NLIHC Releases Interactive “Housing Instability and COVID-19 Map”

NLIHC released an interactive Housing Instability and COVID-19 Map, which helps visualize the extent of the need for housing assistance for low-income renters and people experiencing homelessness throughout the country. The map shows for each U.S. county the number of renters who are experiencing or are at-risk of housing instability, including extremely low-income renters who are severely housing cost-burdened or living in overcrowded conditions; the number of people experiencing homelessness in the Continuum of Care to which each county belongs; and which counties have confirmed COVID-19 cases.

One of the key findings in NLIHC’s recently released The Gap: A Shortage of Affordable and Available Homes is a shortage of seven million affordable and available homes for extremely low-income renters. Even before the COVID-19 public health and economic crises, nearly eight million extremely low-income renter households were spending more than half of their incomes on their housing, leaving them no ability to save for a future emergency and putting them just one financial shock away from housing instability. That financial shock is here. The Department of Labor announced that 3,283,000 new claims for unemployment insurance were filed in the week that ended March 21, nearly five times larger than any previous increase on record. Recent estimates have predicted that as many as 7.5 million jobs could be lost by June (EPI, 2020a and 2020b).

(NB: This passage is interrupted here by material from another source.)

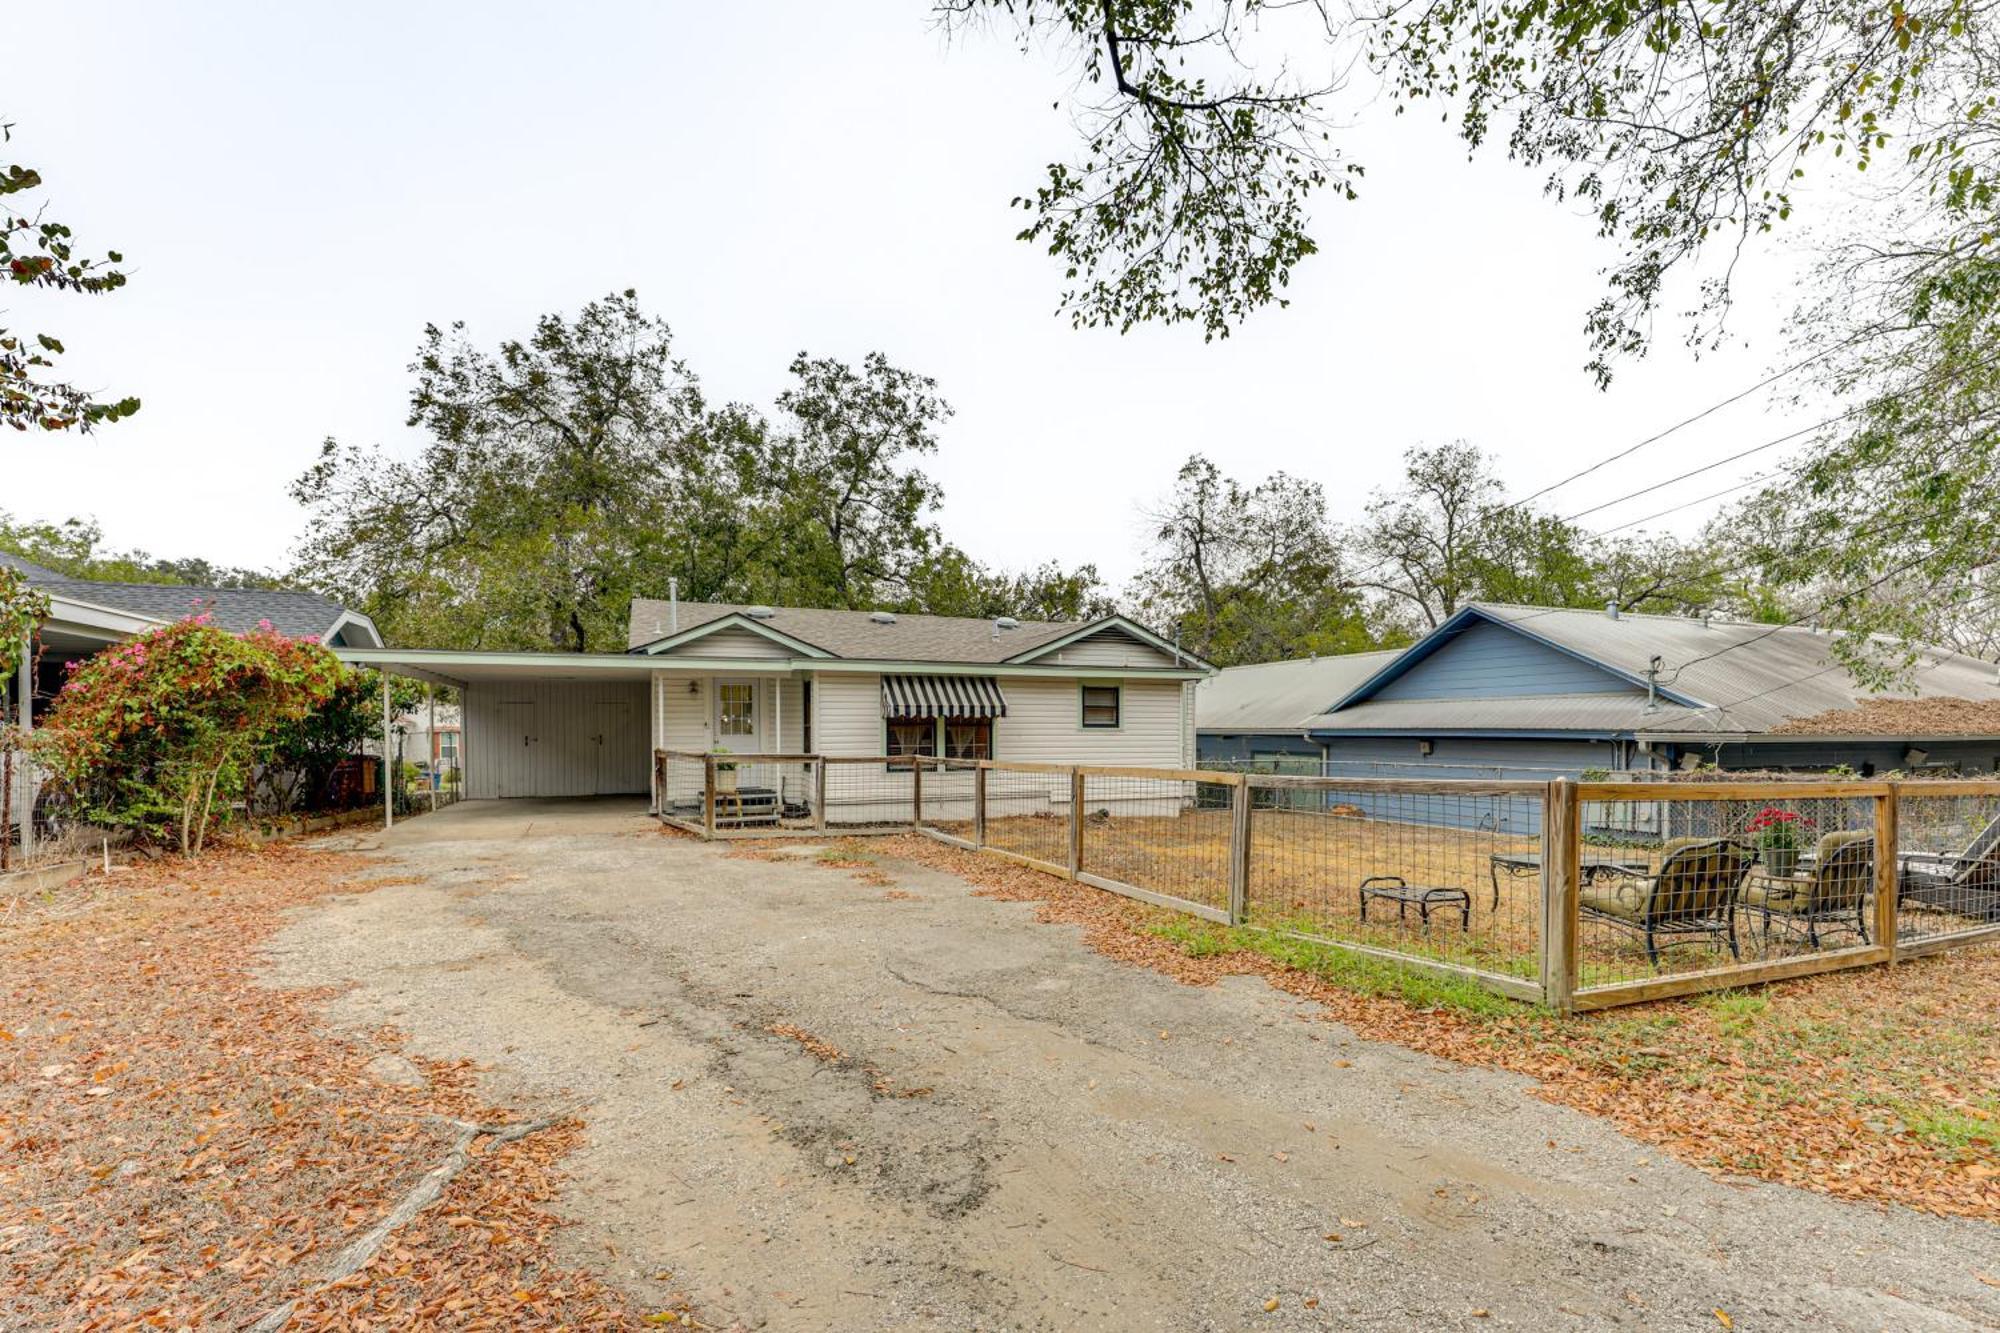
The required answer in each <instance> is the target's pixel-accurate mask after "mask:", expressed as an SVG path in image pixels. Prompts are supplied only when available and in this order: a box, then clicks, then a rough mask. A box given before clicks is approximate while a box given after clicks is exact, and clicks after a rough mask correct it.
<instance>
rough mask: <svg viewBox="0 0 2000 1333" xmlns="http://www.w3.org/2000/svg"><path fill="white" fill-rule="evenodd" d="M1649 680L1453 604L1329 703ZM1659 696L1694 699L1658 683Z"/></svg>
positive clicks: (1566, 686) (1534, 696) (1632, 692)
mask: <svg viewBox="0 0 2000 1333" xmlns="http://www.w3.org/2000/svg"><path fill="white" fill-rule="evenodd" d="M1630 693H1646V683H1644V681H1640V679H1634V677H1630V675H1628V673H1624V671H1620V669H1616V667H1610V664H1606V662H1600V660H1596V658H1590V656H1584V654H1580V652H1572V650H1570V648H1564V646H1558V644H1554V642H1548V640H1546V638H1540V636H1536V634H1534V632H1532V630H1530V628H1522V626H1520V624H1516V622H1508V620H1498V618H1494V616H1490V614H1486V612H1484V610H1480V608H1478V606H1466V608H1462V610H1458V614H1454V616H1452V618H1448V620H1446V622H1444V624H1440V626H1438V628H1434V630H1432V632H1430V634H1426V636H1424V638H1420V640H1418V642H1414V644H1412V646H1410V648H1408V650H1406V652H1404V654H1402V656H1398V658H1396V660H1394V662H1390V664H1388V667H1384V669H1382V671H1378V673H1376V675H1374V677H1370V679H1368V681H1364V683H1362V685H1360V687H1356V689H1354V691H1352V693H1350V695H1348V697H1346V699H1342V701H1340V703H1338V705H1334V709H1332V711H1334V713H1338V711H1344V709H1352V707H1354V705H1360V703H1366V701H1370V699H1382V701H1390V699H1402V701H1410V699H1526V697H1536V695H1630ZM1660 699H1664V701H1668V703H1676V705H1686V707H1700V705H1698V701H1692V699H1684V697H1682V695H1678V693H1674V691H1670V689H1660Z"/></svg>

Severe housing cost burdens and housing instability have worrisome public health consequences. Households that suffer from housing instability, whether by struggling to pay the rent, moving from place to place, or experiencing homelessness, are more likely to have a range of adverse health conditions (Sandel et al., 2018; Stahre et al., 2015), and people experiencing homelessness are at higher risks for a number of health problems (Hwang, 2001). 

The spread of COVID-19 is especially dangerous for the more than 500,000 people experiencing homelessness nightly who cannot control their environments or isolate themselves as easily as others and who often have underlying health conditions. Culhane et al. (2020) estimate the pandemic is likely to cause approximately 21,000 hospitalizations and 3,400 deaths just among those experiencing homelessness. An economic crisis that pushes more low-income households into homelessness will amplify this risk. Another 700,000 renters with extremely low incomes live in overcrowded housing conditions, which also poses risks. The Housing Instability and COVID-19 Map makes clear that the spread of the virus and the looming economic crisis threatens millions of low-income families and people experiencing homelessness.